Bing and Snyder had announced in December that plans for an eight mile stretch of light rail up Woodward Avenue would be canceled in favor of building a larger rapid bus network for the region. LaHood had expressed concern that Detroit would not be able to pay for the $528 million rail project, nor properly fund the rail line over the long term.
At the time, the backers of the proposed M1 light rail system, and other members of the business community, said they would push forward with their plans to build a shorter line.
They will now have 90 days to put together a proposal that shows they've planned for construction and operating costs for a 3.4 mile line that would be integrated into a regional transit system. Private investors have committed $80 million so far, and hope to reach $100 million.

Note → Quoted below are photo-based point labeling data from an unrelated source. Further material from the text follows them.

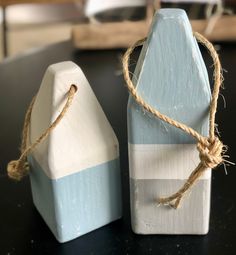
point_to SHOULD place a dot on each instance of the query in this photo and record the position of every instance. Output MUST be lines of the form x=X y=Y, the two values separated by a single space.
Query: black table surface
x=23 y=231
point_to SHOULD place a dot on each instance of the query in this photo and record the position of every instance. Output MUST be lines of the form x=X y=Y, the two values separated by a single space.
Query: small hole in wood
x=75 y=87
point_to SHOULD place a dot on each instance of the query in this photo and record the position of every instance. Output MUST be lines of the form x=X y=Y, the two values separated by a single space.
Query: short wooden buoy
x=74 y=173
x=171 y=76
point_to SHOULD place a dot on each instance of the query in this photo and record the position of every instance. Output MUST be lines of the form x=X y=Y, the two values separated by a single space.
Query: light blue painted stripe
x=79 y=203
x=171 y=76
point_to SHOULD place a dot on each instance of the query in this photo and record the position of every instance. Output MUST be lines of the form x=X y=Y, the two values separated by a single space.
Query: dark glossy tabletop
x=22 y=230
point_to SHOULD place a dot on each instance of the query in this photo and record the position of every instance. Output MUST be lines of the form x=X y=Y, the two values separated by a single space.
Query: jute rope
x=211 y=149
x=19 y=168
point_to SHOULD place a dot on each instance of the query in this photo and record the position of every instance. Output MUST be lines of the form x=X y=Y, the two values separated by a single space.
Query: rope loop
x=211 y=149
x=210 y=152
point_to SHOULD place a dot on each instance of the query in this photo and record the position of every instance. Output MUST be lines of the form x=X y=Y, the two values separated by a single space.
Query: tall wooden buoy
x=170 y=76
x=75 y=175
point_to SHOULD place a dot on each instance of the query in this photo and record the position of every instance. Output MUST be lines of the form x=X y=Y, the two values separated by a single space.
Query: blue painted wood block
x=75 y=172
x=171 y=76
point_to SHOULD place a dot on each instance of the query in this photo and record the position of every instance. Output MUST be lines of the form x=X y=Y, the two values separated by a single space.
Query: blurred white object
x=95 y=6
x=191 y=1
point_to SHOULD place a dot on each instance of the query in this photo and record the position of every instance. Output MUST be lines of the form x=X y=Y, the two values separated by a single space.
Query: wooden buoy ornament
x=169 y=110
x=73 y=155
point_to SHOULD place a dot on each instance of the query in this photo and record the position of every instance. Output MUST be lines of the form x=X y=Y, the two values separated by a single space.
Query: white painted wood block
x=171 y=76
x=75 y=175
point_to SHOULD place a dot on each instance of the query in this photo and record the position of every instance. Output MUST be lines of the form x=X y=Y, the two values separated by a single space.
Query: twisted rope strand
x=17 y=169
x=211 y=150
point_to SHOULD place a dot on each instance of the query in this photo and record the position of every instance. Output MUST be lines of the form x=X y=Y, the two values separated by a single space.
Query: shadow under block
x=171 y=76
x=75 y=172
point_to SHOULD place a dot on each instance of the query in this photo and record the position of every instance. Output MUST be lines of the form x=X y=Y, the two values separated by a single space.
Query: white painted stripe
x=163 y=161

LaHood and previously promised $25 million in federal funding to the project, but whether that money will come through appears dependent on how much the private investors can raise. There had been some talk of that TIGER grant money going to the proposed bus rapid transit (BRT) system instead.
Bing said new agreements would allow light rail to be part of the proposed regional transit system.
"Light rail is not dead," Bing said. "It's back on the table, but it's part of the BRT system."
Snyder agreed that the M1 plan would fit into a regional system.
"This partnership's going to move forward in parallel process," he said, adding officials would continue work on the proposed bus system.